Extrait
Inhaltsverzeichnis
1. Einleitung
2. Die groteske Leibeskonzeption nach Michail Bachtin – Eine Einführung
2.1. Quelle 1: Die Riesenlegenden
2.2. Quelle 2: Die Wunder Indiens
2.3. Quelle 3: Mittelalterliche Mysterienspiele
2.4. Quelle 4: Der (christliche) Reliquienkult
2.5. Quelle 5: Marktplatzkomik und Sprachgebrauch des Mittelalters: Schwüre, Flüche, Schimpfworte
2.6. Quelle 6: Die Hippokratische Schriftensammlung
3. Der göttliche Schelm namens Wakdjunkaga – Eine Einführung
3.1. Analyse der 14ten Episode: Der Schelm versengt sich den After und isst seine eigenen Eingeweide
3.2. Analyse der 15ten Episode: Der Penis wird in einen Kasten verpackt
3.3 Analyse der 23ten Episode: Die Abführzwiebel
4. Ausblick
5. Quellenverzeichnis
1. Einleitung
Die vorliegende Hausarbeit beschäftigt sich mit den Merkmalen und Motiven der grotesken Leibes- bzw. Körperkonzeption des russischen Literaturwissenschaftlers, Semiologen und Kulturtheoretikers Michail M. Bachtin. Zentral untersucht werden dabei die sechs Quellen des grotesken Leibes: die Riesenlegenden, die Wunder Indiens, die Mysterienspiele, der christliche Reliquienkult, die Marktplatzkomik sowie der Sprachgebrauch des Mittelalters und die hippokratische Schriftensammlung. Diese Quellen benutzt Bachtin in seiner Abhandlung Rabelais und seine Welt. Volkskultur als Gegenkultur[1] um an François Rabelais Roman Gargantua und Pantagruel[2] die groteske Leibeskonzeption zu manifestieren. Innerhalb dieser Hausarbeit dienen die Rabelaisschen Quellen als Grundlage zur Hervorhebung, Verdeutlichung und Vorstellung von Motiven des grotesken Leibes wie exemplarisch Hyperbolisierung, Offenheit, Zweileibigkeit[3], Verspottung, Überindividualität bzw. Kollektivität, Mischkörperlichkeit, Anatomisierung, Zerstückelung, Reisen zwischen den Welten (Leben und Tod), Lazzi, Ausscheidungen und Ausdünstungen von Körpersäften und Weiteren mehr.
Im Verlauf dieser Hausarbeit soll nachgewiesen werden, dass die Leibeskonzeption mythischer Figuren, spezifischer gesagt die des Tricksters, eine groteske ist.
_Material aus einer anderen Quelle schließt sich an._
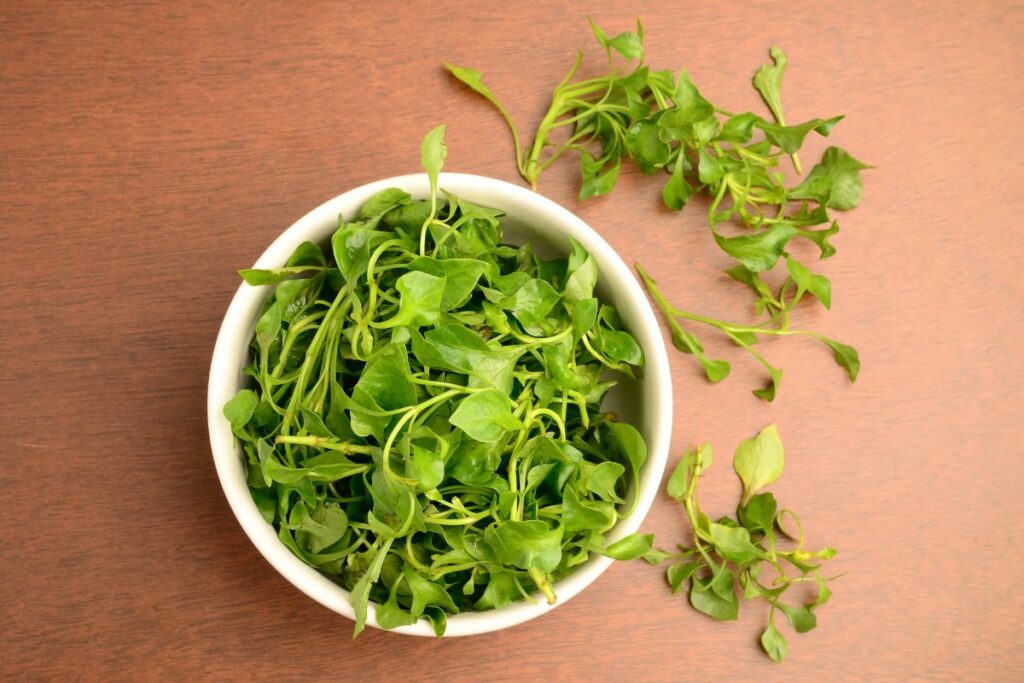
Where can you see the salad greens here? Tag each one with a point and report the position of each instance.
(742, 552)
(660, 121)
(423, 424)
Um diese These zu verifizieren, werden drei Episoden des indianischen Mythenzykluses der Winnebago Indianer mit der Gestalt des Wakdjũnkaga anhand der zuvor erarbeiteten Motiven der Rabelaisschen Quellen des grotesken Leibes hin analysiert. Die Untersuchung der Episoden des indianischen Mythenzyklus zeigt exemplarisch Motive des grotesken Leibes auf: Offenheit des Leibes, die Ablösung von Körperteilen sowie Individualität derer, die Selbstbenennung bzw. eigene Namensgebung, ein überdimensional großes Genital, der sexuelle Vorgang der Masturbation sowie die Zerstörung und Wiederherstellung seiner Welt durch die Winde des Wakdjũnkaga. Diese Analyse soll die Funktion und das Verständnis des grotesken Leibes für Wakdjũnkaga als Trickster aufzeigen.
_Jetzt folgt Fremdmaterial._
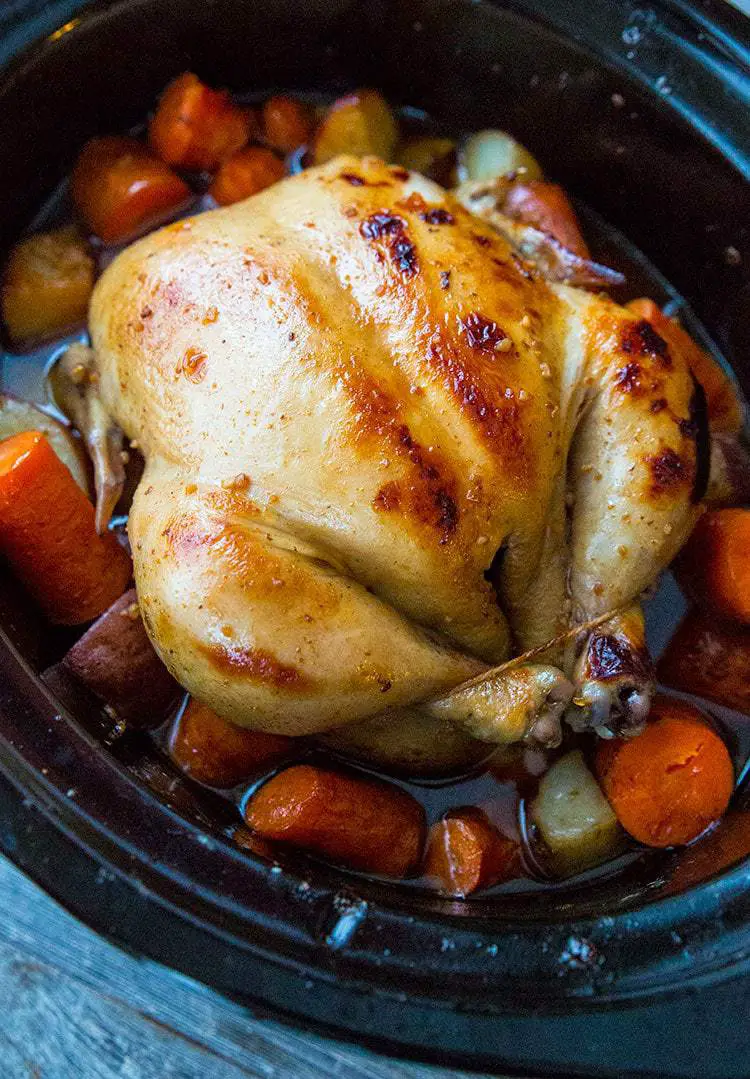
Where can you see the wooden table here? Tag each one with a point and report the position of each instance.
(76, 1007)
Abschließend resümiert der Ausblick die dargelegte Argumentation und skizziert daraus resultierend die Thematik des grotesken Leibes als Kunstmittel bzw. Zugang des Erzählers zu den mythischen Erzählstoffen. In jenem Kapitel liegt der Versuch einer Einordnung des grotesken Leibes als Zugang/ Kunstmittel/ Kunstgriff in die Erzählkunst der mythischen Figuren/ Trickster vor. Der groteske Leib wird anhand eines skizzierten Schemas – zur Vermittlung der Funktion der traditionellen Schauspielkunst – systematisiert. Dieses Schema soll die Beziehung des Akteurs, der Kunstfigur und der diversen Rollen verdeutlichen und eine Brücke schlagen in unsere Zeit. Ersichtlich werden dabei (Über-)Reste und Praktiken, welche bis heute überleben (können). Groteske Motive fungieren dabei zwar (nur) noch als Reminiszenz, dies zeigt sich anhand zweier ausgewählter aktueller Beispiele. Diese Beispiele zeigen verkürzt die Überdauerung jenes Kunstvorganges und verweisen auf die aktuelle Präsenz und Existenz auf Bühnen bzw. im öffentlichen Leben.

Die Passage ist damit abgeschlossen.